ギルド長のワイズマンは何かケースに包まれた筒状の物を目の前に置いて向かいに座った。
「これなんだが」
「・・・何だ?」
ケースから出てきたのは、密封された筒状の保存容器。中には黒い羽根が一枚入っていた。単なる羽根、といえばそうなのだが。
「これがどうしたってんだ?」
「これはよ、最近持ち込まれたもんだ。最初は俺も珍しくもなんともない魔物の羽根だと思ったんだが。調べるうちに、どの魔物のものでもない事がわかった」
「こんなにデカい羽根・・・ならそれなりのランクの魔物だろう?あんたが知らない魔物がいるのか?」
「そこまで評価してもらってるのも嬉しいが、俺がこのギルドに着任してからは見た事がない。変異種なのかもしれんが」
確かに一枚がそこそこデカい。掌ふたつ分、といったところか?この大きさの魔物…鳥型だろうか。有名な物だとロックバードか…?しかし俺も黒いロックバードなんて見た事はない。

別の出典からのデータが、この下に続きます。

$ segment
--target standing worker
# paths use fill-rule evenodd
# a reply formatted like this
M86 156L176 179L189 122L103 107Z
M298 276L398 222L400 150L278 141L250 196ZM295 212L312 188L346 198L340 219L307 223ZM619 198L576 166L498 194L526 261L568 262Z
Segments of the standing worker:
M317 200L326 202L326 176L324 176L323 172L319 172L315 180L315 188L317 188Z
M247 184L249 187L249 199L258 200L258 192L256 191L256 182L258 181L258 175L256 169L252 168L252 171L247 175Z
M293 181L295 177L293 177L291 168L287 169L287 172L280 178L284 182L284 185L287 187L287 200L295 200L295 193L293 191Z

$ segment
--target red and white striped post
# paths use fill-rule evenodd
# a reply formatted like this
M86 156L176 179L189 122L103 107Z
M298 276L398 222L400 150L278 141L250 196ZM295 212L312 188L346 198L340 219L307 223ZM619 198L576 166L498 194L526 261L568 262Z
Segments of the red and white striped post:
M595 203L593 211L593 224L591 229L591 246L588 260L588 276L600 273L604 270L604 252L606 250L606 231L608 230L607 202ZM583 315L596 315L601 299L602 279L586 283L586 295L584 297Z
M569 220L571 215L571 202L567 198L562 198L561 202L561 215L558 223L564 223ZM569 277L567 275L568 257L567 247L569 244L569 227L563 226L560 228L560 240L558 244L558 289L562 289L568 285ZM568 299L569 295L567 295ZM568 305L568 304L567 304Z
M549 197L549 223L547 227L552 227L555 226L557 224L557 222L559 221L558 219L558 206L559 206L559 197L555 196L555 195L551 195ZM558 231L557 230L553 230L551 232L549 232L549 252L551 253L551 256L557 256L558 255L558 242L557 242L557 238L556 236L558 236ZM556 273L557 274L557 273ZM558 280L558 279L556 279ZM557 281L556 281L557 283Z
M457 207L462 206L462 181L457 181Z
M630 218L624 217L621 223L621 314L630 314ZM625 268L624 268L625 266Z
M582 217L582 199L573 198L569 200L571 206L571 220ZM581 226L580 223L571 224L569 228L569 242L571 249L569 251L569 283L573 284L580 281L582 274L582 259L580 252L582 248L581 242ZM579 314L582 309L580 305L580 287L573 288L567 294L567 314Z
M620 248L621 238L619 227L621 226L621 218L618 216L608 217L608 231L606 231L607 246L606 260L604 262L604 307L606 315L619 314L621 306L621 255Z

あとはセイレーンやハーピー辺りだろうか。まさかグリフォン?そのどれも黒色なんていたか?
俺が思い当たる魔物を探っていると、ワイズマンは話を再開した。
「俺もな、思い当たる魔物を当たっては見たんだ。しかし一向に思い当たらん。解体係リーダーのボルカスに聞いてもだ。黒い魔物に心当たりはあっても、この大きさの羽根を持つ魔物に心当たりはないんだ」
「黒い魔物、か。この辺りじゃホーンブルくらいだからな。だがあれじゃ牛みたいなもんだし、こんな羽根はないからな」
「そうなんだ。・・・だからお前に心当たりがないかと思ってな。この王都ギルドに来るまでに辺境も回ってきたんだろ?」
ワイズマンは俺の過去を知る数少ない人物だ。とはいえ、全てを知っているわけではない。『ろくでもない呪いにかかり歳を取らない』という事だけ。ワイズマンは俺が見かけ通りの年齢ではないという事を知っても、『だったら長い事ギルドに貢献してもらえるな!』と笑っただけだった。
「ということは、今回の依頼はこの羽根の正体を調べる事か?」
「ああ、済まないが任されてもらいたい。昨日別クエストからクラスAのパーティも戻ってきたから、王都近郊の守りは気にしないでいいからな。それよりもこの正体を掴んでほしい」
「・・・何かあるのか?」
俺に託すにしては、理由がぼんやりしている気がするが。この正体を調べるなら、調査を専門としている冒険者に頼んだ方がよくないか?
俺が専門にしているのは、どちらかというと討伐クエストが多い。次に採取クエスト。こういった調査クエストも受ける事もあるが、基本は王都ギルドに調査専門の冒険者パーティが数組いるからそちらへ依頼が行く。
主要都市のギルドには、専門的にクエストを受けるパーティが一定数所属する。討伐、採取、調査と難易度は様々だが、毎月決まった数のクエストを受注するからだ。
討伐は言わずもがなというやつだが、採取や調査クエストは、主要都市だと大手の商会などが利用するからだ。王都になると大学があるので、そこの研究室から頼まれるクエストも多くある。
その為、王都ギルドには調査クエストの数が周りの都市と比べて格段に多い。商業都市ギルドだと、商会の数が多いので採取クエストが多く寄せられる様だが。
ワイズマンは黙って考え込んでいる。何か事情がありそうだな。俺は事情を聞かせてもらうのを待つことにした。